Oltre a questa quadricromia, però, per stampare l’immagine vanno aggiunti altri colori (che, nessuno sa bene perché, vengono chiamati “piatti”). Ed è a questo punto che Pantone “comunica” alla stampante il numero che definisce esattamente quel colore, quello desiderato. Tutti i produttori di hardware, da sempre, devono pagare una royalty per questo meccanismo. Lo prevedono le norme e gli accordi internazionali.
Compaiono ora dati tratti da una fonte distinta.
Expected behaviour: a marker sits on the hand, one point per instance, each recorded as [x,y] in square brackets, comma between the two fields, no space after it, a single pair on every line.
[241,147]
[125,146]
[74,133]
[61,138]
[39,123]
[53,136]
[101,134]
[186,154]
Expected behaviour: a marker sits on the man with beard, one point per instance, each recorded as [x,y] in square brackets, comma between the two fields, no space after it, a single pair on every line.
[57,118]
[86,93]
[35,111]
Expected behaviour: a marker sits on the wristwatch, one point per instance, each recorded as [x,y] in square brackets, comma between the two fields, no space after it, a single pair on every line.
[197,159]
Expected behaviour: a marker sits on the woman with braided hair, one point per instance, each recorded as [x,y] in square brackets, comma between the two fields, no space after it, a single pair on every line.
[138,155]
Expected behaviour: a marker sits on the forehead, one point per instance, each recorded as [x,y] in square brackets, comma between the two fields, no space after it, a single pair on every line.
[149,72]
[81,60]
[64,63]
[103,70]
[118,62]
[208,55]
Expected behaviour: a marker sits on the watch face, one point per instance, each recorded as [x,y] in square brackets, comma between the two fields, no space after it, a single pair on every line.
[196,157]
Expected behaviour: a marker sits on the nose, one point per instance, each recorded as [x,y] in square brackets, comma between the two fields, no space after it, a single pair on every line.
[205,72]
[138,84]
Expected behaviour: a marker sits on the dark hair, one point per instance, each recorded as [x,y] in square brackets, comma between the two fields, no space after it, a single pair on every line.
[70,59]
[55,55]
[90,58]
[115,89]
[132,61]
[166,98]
Poi cosa è accaduto? E’ successo che Adobe ha cambiato strategia di vendita. La sua suite, l’insieme delle sue app, costava molto, tanto. Soprattutto nella sua versione per professionisti. Quindi il gruppo ha proposto una soluzione cloud. Non si compra più quel dvd che consente l’installazione sul proprio computer delle applicazioni. Ora la suite la si affitta, sul cloud, sulla nuvola. La si usa quando serve collegandosi al sito di Adobe per parecchie decine di dollari al mese (a seconda delle applicazioni). Sembra poco, rispetto alle centinaia o migliaia di dollari che costa il “pacchetto” fisico ma i guadagni di Adobe sono schizzati alle stelle.

Qui, però, c’è stato l’intoppo.

Pantone ha rivendicato i diritti di copyright anche per gli utenti cloud. Da pagare, mese per mese, assieme all’affitto dei programmi. Altri ventun dollari ogni trenta giorni. Che si usi o meno una stampante. La si potrebbe usare e vuole i diritti sul “suo” meccanismo.

C’è di più. Adobe si vanta che, tramite il suo cloud, l’utente avrà sempre disponibile, immediatamente, l’ultima versione delle app. Succede quindi che il gruppo “aggiorni” i suoi server centrali e tutti gli utenti del mondo avranno per forza la modifica. E se non piace, se la trovano difficile da usare, fatti loro: non possono tornare alla versione precedente.

Siamo così arrivati alla fine: dal prossimo aggiornamento o si pagano anche i 21 dollari alla Pantone o qualsiasi applicazione di Adobe apparirà come un bel foglio tutto dipinto di nero. Poco male, si dirà: si rinuncia ad Illustrator o Adobe Express e si cercano altre soluzioni. Che certo esistono.

Con un problema, però: che anche qualsiasi cosa tu abbia fatto fino ad allora con Adobe, ti apparirà come un bel rettangolo scuro. Nero. Non potrai recuperare nulla delle tue immagini. Si deve pagare, insomma, anche per riprendersi gli arretrati. Si deve pagare per i colori.

Ed allora non è esagerato dire che i colori stanno diventando di proprietà, che stanno diventando privati.

Qualcuno ha provato ad opporsi, a costruire alternative, uno standard di colori “aperto”, non proprietario.

Ma chi ci sta provando, l’Ocs, l’Open Colour Standard, impiegando mezzi, tempo, competenze, spiega che c’è ancora tanto lavoro da fare. Probabilmente troppo.

Così in un’azzeccata metafora, col copyright vince il nero. E per dirla con Cory Doctorow – scrittore di romanzi, giornalista, saggista, uno degli esponenti di punta dell’Electronic Frontier Foundation – “combinando tante cose insieme – cloud, “diritti riservati”, brevetti, tecnologie e scelte politiche – ci stanno rubando i colori da sotto gli occhi”.

Un mondo grigio si diceva fino a ieri. Ora è di più: nero.